MYRBETRIQ® (mirabegron extended-release tablets) is contraindicated in patients with known hypersensitivity reactions to mirabegron or any inactive ingredients of the tablet.
MYRBETRIQ monotherapy or in combination with solifenacin succinate can increase blood pressure in adults. Periodic blood pressure determinations are recommended, especially in hypertensive patients. MYRBETRIQ is not recommended for use in patients with severe uncontrolled hypertension (defined as systolic blood pressure ≥ 180mm Hg and/or diastolic blood pressure ≥ 110mm Hg). Worsening of pre-existing hypertension was reported infrequently in patients taking MYRBETRIQ.
In patients taking MYRBETRIQ, urinary retention has been reported in patients with bladder outlet obstruction (BOO) and in patients taking muscarinic antagonist medications for the treatment of OAB. A controlled clinical safety study in patients with BOO did not demonstrate increased urinary retention in patients treated with mirabegron; however, MYRBETRIQ should still be administered with caution to patients with clinically significant BOO. For example, monitor these patients for signs and symptoms of urinary retention.
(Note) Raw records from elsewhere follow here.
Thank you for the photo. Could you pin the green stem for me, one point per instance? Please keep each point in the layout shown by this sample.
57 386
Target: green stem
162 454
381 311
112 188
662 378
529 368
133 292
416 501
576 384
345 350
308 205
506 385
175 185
MYRBETRIQ should also be administered with caution to patients taking muscarinic antagonist medications for the treatment of OAB, including solifenacin succinate.
Angioedema of the face, lips, tongue and/or larynx has been reported with MYRBETRIQ. In some cases, angioedema occurred after the first dose. Cases have been reported to occur hours after the first dose or after multiple doses. Angioedema, associated with upper airway swelling, may be life threatening. If involvement of the tongue, hypopharynx, or larynx occurs, promptly discontinue MYRBETRIQ and initiate appropriate therapy and/or measures necessary to ensure a patent airway.
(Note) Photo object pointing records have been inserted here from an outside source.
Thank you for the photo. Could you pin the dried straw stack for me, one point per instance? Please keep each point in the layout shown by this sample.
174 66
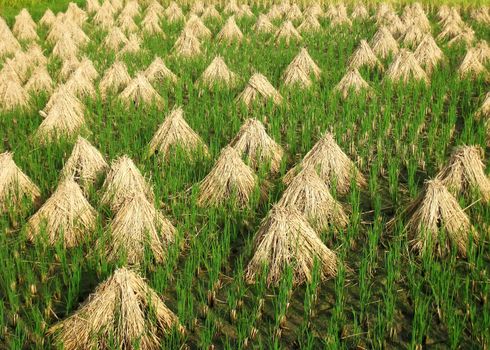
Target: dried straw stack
259 148
465 172
286 239
263 25
65 216
229 178
24 27
435 221
139 92
331 164
287 33
157 72
124 181
173 133
136 226
363 56
217 74
311 196
14 184
115 79
352 82
63 116
85 163
230 32
123 310
195 26
383 44
428 54
259 87
187 45
471 67
405 67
Since MYRBETRIQ is a moderate CYP2D6 inhibitor, the systemic exposure to CYP2D6 substrates is increased when co‐administered with MYRBETRIQ. Therefore, appropriate monitoring and dose adjustment may be necessary, especially with narrow therapeutic index drugs metabolized by CYP2D6.
In clinical trials, the most commonly reported adverse reactions in adults (> 2% and > placebo) for MYRBETRIQ 25mg and 50mg versus placebo, respectively, were hypertension (11.3%, 7.5% vs. 7.6%), nasopharyngitis (3.5%, 3.9% vs. 2.5%), urinary tract infection (4.2%, 2.9% vs. 1.8%), and headache (2.1%, 3.2% vs. 3.0%).
In clinical trials, the most commonly reported adverse reactions in adults (> 2% and > placebo and > comparator) for MYRBETRIQ in combination with solifenacin succinate 25mg + 5mg and 50mg + 5mg versus MYRBETRIQ 25mg, MYRBETRIQ 50mg, solifenacin succinate 5mg, and placebo, respectively, were dry mouth (9.3%, 7.2% vs. 3.8%, 3.6%, 6.5%, 2.2%), urinary tract infection (7.0%, 4.0% vs. 4.0%, 4.2%, 3.6%, 5.3%), constipation (4.2%, 3.9% vs. 1.2%, 2.8%, 2.4%, 1.2%), and tachycardia (2.2%, 0.9% vs. 1.6%, 1.6%, 0.7%, 0.8%).
In postmarketing experience with mirabegron, the following events have also occurred: atrial fibrillation, nausea, diarrhea, and dizziness.
Please refer to prescribing information for solifenacin succinate when prescribing MYRBETRIQ in combination with solifenacin succinate.
1. Myrbetriq [package insert]. Northbrook, IL: Astellas Pharma US, Inc.